Perche’ io sono la prima e l’ultima,
Io sono la venerata e la disprezzata,
Io sono la prostituta e la santa,
Io sono la sposa e la vergine,
Io sono la mamma e la figlia,
Io sono le braccia di mia madre,
Io sono la sterile, eppure sono numerosi i miei figli.
Io sono la donna sposata e la nubile,
Io sono colei che da’ la luce e colei che non ha mai procreato,
Io sono la consolazione dei dolori del parto.
Io sono la sposa e lo sposo,
E fu il mio uomo che mi creo’.
Io sono la madre di mio padre,
Io sono la sorella di mio marito,
Ed egli è il mio figliolo respinto.
Rispettatemi sempre,
Poiché io sono la scandalosa e la magnifica.

La splendida cornice milanese di Palazzo Reale ospita “La grande Madre”, una mostra totalmente al femminile ideata e prodotta dalla Fondazione Trussardi.

Lo scopo dell’allestimento è quello di ripercorrere attraverso le 138 opere di artisti nazionali e internazionali, la condizione della donna nel suo ruolo essenziale di genitrice e madre. Le installazioni distribuite nelle trenta sale dedicate, raccontano l’evoluzione storico-culturale della figura femminile nella società di ieri e di oggi. Un percorso ambivalente quanto spesso distorto che esprime attraverso accezioni piuttosto forti il contrasto emozionale tra l’accettazione e la negazione della maternità.
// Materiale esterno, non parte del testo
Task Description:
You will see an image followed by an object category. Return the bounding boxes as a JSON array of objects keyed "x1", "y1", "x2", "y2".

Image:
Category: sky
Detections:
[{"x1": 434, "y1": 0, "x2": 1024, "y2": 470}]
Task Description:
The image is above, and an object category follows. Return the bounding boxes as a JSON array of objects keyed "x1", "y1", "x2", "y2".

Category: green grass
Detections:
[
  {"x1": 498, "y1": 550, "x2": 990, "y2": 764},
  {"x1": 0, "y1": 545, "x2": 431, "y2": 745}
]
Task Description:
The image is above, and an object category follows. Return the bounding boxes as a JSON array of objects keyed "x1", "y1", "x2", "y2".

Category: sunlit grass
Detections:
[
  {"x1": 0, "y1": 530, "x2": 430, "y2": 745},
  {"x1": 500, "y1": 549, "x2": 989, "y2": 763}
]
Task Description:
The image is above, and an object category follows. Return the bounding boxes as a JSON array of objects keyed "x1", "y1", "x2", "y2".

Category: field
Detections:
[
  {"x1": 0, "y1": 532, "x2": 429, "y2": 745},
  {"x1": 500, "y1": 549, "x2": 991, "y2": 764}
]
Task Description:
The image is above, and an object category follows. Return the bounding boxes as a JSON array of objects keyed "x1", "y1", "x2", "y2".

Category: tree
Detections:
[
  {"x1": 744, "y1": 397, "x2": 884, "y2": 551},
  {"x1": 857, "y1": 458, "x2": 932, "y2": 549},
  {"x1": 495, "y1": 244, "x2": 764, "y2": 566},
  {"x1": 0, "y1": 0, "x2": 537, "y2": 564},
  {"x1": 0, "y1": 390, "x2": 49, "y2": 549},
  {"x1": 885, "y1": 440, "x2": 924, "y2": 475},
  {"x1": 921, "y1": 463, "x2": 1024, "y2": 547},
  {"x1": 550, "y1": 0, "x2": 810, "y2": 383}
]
Il percorso tematico proposto dalla mostra porta a suddividere, scandendoli, i diversi periodi storici dell’emancipazione. Gertrude Kasabier e Alice Guy-Blachè artiste a cavallo tra Ottocento e Novecento mostrano attraverso i propri lavori filmici e fotografici la gioia della maternità e l’accettazione più o meno volontaria del proprio ruolo.

Le immagini accompagnano lo sguardo verso “l’Abakan red I” di Magdalena Abakanowicz. Un tessuto rosso dalla forma a cuore che porta al centro una cicatrice evidente, simbolo spartiacque tra passato e futuro.

Un viaggio allo stesso tempo emblematico ed emozionale che si dipana e divide in un percorso tematico creato ad arte per destabilizzare le normali convinzioni e svelare nuove consapevolezze.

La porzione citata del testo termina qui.